Reform to Ensure the CFAA is a Hacking Rather Than Censorship Statute

Imagine a world in which visiting and using a publicly accessible website could be a criminal violation if the operator of that site banned you for any reason. The operator of the site might not like your politics, view you as a competitor, or just disapprove of what group in society you belong to. As long as their terms of use or a cease and desist letter singled you out for exclusion, and they backed that up by attempting to block access from any computer or phone you ever used in the past, your continued attempts to visit or use their public site could be a violation of the Computer Fraud and Abuse Act. Noteworthy is that such a violation is a criminal as well as a civil violation under the current statute.

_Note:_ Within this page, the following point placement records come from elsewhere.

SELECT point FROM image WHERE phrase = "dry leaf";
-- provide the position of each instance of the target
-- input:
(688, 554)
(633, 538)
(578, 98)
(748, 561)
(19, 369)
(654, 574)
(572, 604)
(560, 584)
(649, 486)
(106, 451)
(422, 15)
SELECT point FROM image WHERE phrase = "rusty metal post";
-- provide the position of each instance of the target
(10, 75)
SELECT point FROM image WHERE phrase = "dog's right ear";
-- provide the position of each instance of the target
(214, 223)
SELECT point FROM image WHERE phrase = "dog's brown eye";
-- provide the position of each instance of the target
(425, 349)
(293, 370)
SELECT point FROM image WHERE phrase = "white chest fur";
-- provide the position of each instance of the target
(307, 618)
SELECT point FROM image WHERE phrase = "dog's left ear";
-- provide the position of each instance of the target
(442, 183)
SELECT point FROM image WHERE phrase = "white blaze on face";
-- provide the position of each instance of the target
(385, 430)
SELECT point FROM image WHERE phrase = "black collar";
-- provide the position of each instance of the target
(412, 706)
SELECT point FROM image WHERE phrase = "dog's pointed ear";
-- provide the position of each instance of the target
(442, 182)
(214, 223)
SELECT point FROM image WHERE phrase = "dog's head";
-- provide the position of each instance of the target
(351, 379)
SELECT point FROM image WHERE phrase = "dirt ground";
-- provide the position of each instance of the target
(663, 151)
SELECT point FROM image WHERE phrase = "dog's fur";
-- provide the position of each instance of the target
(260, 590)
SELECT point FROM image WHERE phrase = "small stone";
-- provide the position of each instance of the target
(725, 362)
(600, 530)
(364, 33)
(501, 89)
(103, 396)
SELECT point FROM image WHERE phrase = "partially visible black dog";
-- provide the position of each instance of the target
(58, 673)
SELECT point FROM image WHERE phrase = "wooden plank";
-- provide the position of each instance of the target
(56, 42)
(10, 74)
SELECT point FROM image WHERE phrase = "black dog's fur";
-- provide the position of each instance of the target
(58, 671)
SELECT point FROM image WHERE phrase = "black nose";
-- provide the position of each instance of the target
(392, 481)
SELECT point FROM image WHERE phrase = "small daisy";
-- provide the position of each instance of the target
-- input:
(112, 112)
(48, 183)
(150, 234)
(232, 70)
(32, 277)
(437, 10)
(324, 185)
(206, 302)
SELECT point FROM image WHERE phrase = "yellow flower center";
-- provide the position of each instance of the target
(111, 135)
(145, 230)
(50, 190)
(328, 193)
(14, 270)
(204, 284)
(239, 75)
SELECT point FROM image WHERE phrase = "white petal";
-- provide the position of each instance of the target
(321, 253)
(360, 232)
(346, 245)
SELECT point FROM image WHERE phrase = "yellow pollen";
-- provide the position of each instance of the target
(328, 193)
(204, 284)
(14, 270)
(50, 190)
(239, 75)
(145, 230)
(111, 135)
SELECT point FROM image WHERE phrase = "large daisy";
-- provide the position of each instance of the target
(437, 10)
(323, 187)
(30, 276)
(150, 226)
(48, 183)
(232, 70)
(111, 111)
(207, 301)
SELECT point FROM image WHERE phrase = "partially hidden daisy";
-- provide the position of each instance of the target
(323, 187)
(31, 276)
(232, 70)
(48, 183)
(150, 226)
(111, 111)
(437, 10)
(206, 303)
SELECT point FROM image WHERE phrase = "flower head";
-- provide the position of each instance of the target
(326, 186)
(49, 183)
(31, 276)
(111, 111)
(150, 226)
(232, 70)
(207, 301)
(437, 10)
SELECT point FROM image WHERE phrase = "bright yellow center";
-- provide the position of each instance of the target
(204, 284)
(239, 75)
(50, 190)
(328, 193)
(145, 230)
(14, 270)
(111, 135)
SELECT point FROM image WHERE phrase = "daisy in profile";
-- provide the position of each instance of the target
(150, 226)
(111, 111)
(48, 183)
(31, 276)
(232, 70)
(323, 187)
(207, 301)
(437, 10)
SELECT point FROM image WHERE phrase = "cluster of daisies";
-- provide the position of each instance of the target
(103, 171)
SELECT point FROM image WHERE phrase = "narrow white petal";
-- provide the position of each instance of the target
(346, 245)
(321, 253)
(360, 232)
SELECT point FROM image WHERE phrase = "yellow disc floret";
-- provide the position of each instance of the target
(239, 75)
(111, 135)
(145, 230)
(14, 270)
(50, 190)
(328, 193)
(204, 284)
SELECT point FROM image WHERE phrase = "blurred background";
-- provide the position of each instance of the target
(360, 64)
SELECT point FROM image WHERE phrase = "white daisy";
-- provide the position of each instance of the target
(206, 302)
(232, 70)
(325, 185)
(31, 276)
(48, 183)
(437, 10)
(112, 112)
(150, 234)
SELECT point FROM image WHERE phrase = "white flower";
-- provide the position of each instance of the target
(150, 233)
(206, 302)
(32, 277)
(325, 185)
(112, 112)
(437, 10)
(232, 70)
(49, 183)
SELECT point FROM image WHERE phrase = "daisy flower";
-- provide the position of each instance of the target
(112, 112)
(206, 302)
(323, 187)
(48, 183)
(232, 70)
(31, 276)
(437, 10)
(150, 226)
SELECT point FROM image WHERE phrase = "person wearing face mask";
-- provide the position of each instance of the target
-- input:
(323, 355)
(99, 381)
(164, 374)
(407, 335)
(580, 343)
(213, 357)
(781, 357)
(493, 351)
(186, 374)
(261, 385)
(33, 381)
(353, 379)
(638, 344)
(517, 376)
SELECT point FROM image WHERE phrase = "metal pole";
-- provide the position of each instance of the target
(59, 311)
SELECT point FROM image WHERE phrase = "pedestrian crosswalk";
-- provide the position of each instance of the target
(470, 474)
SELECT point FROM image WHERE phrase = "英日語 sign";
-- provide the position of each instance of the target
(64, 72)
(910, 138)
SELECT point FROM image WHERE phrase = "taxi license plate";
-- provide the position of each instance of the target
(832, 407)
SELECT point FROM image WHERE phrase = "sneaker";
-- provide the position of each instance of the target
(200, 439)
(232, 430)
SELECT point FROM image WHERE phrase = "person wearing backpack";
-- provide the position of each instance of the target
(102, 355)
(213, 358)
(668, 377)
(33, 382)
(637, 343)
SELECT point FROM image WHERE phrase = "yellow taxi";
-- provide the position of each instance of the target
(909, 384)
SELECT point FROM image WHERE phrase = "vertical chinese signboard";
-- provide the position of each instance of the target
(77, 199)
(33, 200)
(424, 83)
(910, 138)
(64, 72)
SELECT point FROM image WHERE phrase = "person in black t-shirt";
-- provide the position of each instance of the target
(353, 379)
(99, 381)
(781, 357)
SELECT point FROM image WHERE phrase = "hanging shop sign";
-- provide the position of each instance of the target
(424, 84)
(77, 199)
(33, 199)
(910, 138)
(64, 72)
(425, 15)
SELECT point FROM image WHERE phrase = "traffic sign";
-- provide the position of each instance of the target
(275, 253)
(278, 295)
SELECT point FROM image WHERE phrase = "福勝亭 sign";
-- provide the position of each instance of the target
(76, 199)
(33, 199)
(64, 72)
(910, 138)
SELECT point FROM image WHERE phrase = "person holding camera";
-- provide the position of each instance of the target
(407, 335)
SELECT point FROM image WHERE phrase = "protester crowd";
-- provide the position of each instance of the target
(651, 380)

In its original inception, the law was meant to penalize hacking into “protected computers” that housed private and confidential financial records and atomic secrets. Hacking involved “breaking into” something protected by passwords and other security measures. But the combination of vague language in the statute about the definition of “authorized access” and “exceeding authorized access” has been couple with the notion that Terms of Use rather than security measures can define the boundaries that trigger the draconian application of the statute.

As famously noted by the Electronic Frontier Foundation, a 17 year old visiting the website for Seventeen magazine violates a TOU provision requiring an age of 18 for access – leading to a potential CFAA violation. Or in the case of Padmapper, which displays publicly listed apartment postings on a map from sites like Craigslist, the CFAA has been invoked as a litigation pretext to throttle such innovation and competition in the marketplace.